Depends a bit on which model type you’re talking about, but for the purposes of illustration I’m going to assume that we’re talking about something like a Logistic Regression Model on top of a tf-idf vector.
In this situation, as well as many others, model size is more or less constant with dataset size. In this case, you need to store about one parameter per term in your tf-idf vector. Depending on exactly what’s in your vector (bigrams, trigrams, etc…) you can assume that you’ve got about 10k entries in your tf-idf vector, largely independent of dataset size. Whether your dataset is 1,000 examples or 100,000 examples, your tf-idf vector is going to be about the same size, so you need to store the same amount of data.
Now, in this case the model is quite small. Assuming that you’re storing these parameters in eight bytes (which is probably overkill) you’re looking at a model that’s hundreds of KB to low MB, but could still be pretty large relative to the size of your dataset.
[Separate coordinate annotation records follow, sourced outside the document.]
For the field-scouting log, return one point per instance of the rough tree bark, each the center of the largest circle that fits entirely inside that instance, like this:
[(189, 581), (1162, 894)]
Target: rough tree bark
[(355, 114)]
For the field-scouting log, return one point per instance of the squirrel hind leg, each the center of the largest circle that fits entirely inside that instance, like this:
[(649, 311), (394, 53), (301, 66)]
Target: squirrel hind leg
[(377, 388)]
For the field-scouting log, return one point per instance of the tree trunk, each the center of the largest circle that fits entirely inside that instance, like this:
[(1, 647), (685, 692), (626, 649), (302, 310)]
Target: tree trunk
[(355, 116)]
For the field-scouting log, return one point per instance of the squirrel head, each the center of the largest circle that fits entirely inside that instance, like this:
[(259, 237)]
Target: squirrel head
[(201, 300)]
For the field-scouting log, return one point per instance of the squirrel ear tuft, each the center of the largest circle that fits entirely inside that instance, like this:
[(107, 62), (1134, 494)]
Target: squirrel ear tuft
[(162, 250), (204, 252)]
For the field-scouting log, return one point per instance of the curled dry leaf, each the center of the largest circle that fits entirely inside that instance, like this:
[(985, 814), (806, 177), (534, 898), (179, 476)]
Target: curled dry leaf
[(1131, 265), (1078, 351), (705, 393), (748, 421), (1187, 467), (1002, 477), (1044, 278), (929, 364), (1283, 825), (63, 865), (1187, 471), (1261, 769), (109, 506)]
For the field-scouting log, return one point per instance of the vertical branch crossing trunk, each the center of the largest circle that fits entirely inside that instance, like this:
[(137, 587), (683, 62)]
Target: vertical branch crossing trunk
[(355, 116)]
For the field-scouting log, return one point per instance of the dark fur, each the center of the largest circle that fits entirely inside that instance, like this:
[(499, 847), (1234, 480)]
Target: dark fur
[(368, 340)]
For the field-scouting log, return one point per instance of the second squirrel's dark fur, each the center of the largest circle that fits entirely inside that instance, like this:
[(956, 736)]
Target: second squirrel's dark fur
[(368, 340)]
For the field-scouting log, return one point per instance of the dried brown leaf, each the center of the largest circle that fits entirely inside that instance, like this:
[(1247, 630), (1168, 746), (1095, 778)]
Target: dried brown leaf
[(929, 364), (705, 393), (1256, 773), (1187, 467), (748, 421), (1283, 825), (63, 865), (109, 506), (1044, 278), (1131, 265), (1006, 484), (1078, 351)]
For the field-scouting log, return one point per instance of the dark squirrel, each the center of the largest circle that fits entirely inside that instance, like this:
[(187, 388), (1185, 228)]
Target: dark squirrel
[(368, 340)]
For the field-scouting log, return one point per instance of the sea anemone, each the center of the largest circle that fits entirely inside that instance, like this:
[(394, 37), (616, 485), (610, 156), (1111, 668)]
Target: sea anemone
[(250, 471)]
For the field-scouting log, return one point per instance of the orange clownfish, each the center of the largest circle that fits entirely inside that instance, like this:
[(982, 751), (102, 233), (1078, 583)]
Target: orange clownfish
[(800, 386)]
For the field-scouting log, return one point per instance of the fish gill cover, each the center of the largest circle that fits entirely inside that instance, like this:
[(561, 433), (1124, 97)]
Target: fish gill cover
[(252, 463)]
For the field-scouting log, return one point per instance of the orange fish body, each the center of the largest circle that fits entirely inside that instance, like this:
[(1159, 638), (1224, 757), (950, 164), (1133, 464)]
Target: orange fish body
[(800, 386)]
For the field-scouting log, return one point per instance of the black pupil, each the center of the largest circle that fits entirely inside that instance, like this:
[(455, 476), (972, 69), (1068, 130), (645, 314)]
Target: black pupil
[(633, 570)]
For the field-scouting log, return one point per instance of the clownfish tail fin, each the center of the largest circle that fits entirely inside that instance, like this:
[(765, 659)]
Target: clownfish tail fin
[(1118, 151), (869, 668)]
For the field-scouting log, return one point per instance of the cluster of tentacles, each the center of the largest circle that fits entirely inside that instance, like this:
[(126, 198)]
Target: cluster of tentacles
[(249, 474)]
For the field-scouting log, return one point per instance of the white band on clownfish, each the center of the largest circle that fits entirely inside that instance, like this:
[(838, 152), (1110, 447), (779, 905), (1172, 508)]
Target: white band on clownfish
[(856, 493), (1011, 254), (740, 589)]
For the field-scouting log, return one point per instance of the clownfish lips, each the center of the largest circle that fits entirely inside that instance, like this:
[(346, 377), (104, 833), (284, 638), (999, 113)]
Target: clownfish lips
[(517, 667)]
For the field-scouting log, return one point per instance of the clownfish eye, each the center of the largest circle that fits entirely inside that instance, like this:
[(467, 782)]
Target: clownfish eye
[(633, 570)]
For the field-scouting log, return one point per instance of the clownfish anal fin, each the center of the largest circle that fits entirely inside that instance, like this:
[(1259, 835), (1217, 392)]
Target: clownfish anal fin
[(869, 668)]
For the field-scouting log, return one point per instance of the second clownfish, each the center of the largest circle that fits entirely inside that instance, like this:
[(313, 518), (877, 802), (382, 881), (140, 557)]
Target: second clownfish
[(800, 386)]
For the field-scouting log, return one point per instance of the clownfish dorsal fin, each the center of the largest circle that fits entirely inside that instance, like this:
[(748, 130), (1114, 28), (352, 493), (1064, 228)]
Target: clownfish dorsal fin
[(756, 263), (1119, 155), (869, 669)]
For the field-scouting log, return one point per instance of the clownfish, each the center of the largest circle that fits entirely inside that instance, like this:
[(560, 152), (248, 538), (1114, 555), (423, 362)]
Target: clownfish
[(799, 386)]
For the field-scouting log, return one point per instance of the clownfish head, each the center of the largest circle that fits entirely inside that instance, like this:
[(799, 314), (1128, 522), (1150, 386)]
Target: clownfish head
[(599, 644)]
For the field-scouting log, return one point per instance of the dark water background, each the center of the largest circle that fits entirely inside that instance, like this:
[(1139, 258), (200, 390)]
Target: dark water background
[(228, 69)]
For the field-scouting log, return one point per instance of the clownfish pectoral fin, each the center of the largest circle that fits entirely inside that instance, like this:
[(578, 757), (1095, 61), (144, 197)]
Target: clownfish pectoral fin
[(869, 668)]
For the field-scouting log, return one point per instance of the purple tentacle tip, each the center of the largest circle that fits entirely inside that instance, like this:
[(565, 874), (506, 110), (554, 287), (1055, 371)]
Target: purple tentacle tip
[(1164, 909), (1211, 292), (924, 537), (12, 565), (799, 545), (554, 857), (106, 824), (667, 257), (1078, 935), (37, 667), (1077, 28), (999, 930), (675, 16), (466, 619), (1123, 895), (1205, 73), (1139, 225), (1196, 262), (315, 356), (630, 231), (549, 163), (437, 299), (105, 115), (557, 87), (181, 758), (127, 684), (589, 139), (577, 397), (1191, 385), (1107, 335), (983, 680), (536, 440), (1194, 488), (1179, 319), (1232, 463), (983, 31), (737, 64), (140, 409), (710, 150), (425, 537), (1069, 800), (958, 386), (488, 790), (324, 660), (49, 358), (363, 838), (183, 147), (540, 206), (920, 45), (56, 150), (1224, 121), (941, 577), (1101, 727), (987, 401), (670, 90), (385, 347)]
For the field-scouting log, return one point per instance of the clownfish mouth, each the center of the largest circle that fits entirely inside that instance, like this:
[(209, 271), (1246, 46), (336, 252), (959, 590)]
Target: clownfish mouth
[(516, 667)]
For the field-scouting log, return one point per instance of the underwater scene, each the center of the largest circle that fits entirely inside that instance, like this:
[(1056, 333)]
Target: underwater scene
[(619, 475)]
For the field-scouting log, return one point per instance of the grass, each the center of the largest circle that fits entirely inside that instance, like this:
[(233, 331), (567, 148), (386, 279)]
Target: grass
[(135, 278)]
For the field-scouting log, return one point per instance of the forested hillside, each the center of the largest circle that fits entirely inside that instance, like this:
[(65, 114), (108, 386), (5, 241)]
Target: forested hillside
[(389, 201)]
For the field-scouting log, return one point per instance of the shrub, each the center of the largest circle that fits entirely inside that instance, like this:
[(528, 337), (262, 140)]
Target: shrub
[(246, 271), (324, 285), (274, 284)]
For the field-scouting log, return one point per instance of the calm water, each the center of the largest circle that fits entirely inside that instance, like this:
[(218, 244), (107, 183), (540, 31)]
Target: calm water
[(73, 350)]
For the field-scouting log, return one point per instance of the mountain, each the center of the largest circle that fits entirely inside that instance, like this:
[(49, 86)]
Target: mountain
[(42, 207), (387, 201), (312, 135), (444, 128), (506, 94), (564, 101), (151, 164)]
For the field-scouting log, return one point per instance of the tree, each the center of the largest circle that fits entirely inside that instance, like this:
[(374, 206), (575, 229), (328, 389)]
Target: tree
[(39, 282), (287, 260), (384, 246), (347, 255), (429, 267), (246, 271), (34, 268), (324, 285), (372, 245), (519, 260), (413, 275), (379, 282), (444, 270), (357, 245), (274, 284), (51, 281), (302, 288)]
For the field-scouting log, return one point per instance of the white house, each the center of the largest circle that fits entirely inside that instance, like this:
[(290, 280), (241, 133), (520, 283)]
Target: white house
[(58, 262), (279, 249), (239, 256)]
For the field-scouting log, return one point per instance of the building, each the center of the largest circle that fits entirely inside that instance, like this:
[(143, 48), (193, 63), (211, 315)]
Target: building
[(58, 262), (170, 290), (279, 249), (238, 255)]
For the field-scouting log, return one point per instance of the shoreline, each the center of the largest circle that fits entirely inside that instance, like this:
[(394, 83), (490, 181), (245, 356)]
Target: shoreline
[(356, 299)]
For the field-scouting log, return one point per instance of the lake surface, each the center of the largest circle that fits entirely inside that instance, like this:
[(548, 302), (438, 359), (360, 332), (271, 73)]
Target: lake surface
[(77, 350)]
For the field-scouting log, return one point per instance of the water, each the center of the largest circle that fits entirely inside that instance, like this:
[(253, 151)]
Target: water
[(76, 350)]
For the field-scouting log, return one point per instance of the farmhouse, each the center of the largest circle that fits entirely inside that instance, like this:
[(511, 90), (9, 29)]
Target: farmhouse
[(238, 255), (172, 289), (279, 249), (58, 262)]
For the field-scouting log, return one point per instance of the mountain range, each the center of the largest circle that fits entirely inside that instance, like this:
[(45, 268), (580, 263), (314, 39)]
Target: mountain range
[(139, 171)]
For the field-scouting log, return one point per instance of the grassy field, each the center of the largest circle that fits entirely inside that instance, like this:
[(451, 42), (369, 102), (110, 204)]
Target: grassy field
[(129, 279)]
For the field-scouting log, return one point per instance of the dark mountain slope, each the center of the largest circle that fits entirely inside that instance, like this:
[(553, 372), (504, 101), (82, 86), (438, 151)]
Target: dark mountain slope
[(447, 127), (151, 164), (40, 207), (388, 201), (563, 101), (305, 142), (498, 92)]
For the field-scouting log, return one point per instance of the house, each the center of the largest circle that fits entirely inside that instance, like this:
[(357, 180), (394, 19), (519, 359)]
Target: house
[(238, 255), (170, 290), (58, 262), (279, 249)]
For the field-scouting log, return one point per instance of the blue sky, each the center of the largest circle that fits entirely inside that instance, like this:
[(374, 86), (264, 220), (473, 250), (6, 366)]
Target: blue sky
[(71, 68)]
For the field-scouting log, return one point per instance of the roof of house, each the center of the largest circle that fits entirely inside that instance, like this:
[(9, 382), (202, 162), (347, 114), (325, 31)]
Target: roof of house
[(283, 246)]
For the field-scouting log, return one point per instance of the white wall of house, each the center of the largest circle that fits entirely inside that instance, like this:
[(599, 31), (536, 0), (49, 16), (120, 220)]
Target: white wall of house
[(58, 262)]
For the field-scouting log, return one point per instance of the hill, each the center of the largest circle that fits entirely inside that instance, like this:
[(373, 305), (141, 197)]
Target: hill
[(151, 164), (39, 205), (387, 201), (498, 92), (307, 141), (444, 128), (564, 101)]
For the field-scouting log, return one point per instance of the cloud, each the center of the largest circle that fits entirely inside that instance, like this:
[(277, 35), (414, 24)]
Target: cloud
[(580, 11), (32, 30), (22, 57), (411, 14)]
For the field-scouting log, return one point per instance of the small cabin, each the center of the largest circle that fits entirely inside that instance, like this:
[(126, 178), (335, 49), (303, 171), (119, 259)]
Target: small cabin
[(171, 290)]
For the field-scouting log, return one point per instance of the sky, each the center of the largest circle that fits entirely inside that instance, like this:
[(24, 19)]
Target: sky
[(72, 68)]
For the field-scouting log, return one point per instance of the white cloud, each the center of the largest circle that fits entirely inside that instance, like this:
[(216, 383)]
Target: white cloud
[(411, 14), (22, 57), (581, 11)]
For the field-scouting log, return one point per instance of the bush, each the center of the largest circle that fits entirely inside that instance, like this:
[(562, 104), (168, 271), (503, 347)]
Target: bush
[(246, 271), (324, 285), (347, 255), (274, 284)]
Now, that’s a Logistic Regression model, which, generally speaking, is very parameter-efficient. Deep learning models tend to sit on the opposite side of the spectrum. If we look at a modern NLP problem (The Stanford Natural Language Processing Group) we’ll see that many of the high-performing solutions have tens of millions of parameters. Using the same basic assumption above of 2 bytes per parameter, we’ve got a model that’s going to be in the hundreds of MB.
That’s a pretty normal range for a modern deep learning model. Something in the realm of hundreds of MB to low GB is probably ~80% of modern models unless particular effort has been taken to reduce the number of parameters and thus the model size (note: this is a very active area of research typically referred to as distillation).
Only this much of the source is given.